Expanding Investor Confidence
The journey to the final close saw a surge in institutional and private interest. Since the fund’s initial close, the investor syndicate expanded to include:
- Development Finance Institutions (DFIs): Three additional DFIs joined the fund, seeking both financial returns and developmental impact.
- Private Wealth: Two German family offices committed capital, highlighting an increasing interest from private European investors in African frontier SMEs.
Barthout van Slingelandt, Managing Partner of XSML Capital, noted that exceeding the target size during a “challenging fundraising environment” is a clear validation of the firm’s localized, hands-on investment philosophy.
The Strategy: Private Credit as a Growth Engine
Unlike traditional private equity, which often requires entrepreneurs to surrender significant control, ARF IV leans heavily into a hybrid of private credit and business support:
- Ownership Preservation: Entrepreneurs can access long-term, flexible funding to scale their operations without diluting their ownership.
- Hands-on Support: XSML provides technical assistance beyond the check, helping local businesses institutionalize and professionalize.
- Early Liquidity: For investors, this model offers a unique advantage—the ability to generate liquidity earlier in the investment cycle than typical equity-heavy funds, a rare and valued feature in African markets.
Portfolio Deployment and Geographic Reach
XSML operates through a decentralized model with boots-on-the-ground offices in Angola, the DRC, Kenya, Uganda, and Zambia.

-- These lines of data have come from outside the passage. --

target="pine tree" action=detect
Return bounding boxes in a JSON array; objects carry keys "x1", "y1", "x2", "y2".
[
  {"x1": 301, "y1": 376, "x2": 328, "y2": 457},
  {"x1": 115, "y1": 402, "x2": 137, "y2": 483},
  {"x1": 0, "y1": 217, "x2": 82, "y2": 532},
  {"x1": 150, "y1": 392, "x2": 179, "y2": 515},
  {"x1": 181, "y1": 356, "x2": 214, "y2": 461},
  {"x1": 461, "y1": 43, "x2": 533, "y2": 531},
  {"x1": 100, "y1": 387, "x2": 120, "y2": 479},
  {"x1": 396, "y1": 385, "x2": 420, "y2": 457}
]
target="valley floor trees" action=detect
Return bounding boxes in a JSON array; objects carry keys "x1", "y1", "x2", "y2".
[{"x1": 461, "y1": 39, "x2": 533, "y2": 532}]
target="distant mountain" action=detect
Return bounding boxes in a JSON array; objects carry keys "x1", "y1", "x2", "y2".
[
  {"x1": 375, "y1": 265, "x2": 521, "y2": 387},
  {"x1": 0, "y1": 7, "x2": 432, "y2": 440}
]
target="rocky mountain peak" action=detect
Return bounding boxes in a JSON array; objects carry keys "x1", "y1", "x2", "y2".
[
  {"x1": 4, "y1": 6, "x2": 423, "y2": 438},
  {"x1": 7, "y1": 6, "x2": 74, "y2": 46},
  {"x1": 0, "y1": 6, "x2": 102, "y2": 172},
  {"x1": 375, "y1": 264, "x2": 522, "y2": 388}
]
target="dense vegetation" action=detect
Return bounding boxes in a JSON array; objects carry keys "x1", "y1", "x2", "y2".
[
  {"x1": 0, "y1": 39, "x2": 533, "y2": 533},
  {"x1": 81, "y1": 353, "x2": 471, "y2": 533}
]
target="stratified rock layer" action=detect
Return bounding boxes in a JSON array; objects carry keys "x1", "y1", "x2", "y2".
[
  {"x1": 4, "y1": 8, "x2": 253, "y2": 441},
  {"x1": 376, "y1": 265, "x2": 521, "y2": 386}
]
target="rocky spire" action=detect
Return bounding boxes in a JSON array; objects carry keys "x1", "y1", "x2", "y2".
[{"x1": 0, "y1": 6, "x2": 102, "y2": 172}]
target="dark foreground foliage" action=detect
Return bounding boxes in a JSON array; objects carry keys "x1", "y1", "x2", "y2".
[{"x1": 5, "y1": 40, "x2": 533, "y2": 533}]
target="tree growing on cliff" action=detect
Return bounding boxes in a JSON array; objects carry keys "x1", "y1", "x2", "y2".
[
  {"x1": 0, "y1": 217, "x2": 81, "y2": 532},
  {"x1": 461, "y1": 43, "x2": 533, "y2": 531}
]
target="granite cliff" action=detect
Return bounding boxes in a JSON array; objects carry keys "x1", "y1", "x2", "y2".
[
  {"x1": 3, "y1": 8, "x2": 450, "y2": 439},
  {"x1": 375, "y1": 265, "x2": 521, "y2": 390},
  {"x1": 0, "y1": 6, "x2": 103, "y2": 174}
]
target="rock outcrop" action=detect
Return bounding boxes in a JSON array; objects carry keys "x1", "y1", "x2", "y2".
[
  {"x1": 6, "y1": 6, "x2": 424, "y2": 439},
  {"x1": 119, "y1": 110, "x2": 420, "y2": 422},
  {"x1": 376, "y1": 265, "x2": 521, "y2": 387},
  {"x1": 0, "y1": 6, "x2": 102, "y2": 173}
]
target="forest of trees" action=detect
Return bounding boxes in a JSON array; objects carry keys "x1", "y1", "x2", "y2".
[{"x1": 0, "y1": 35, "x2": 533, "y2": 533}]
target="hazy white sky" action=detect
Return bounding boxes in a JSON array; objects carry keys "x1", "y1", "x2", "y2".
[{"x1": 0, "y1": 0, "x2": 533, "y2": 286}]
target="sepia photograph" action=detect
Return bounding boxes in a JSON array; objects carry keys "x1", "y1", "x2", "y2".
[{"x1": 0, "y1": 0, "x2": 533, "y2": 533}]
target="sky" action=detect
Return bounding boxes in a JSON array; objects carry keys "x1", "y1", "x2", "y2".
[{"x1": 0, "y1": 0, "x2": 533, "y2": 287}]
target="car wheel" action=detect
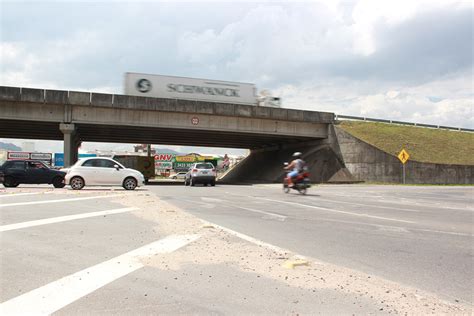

This proximity allows them to identify “hidden gems” in the manufacturing, retail, food processing, and pharmaceutical sectors.
Status as of December 2025:
- Capital Committed: $85 million (approximately 60% of the total fund).
- Target: Building a robust portfolio of over 50 companies.
- Regional Allocation:
| Country | Percentage of Investment |
| Democratic Republic of the Congo (DRC) | 47% |
| Angola | 22% |
| Uganda | 17% |
| Zambia | 14% |
The fund is strategically targeting essential “real economy” sectors that drive local consumption and industrialization, specifically manufacturing, beverages, and the pharmaceutical industry. This sector-agnostic approach within the SME space allows ARF IV to remain resilient against localized economic shocks.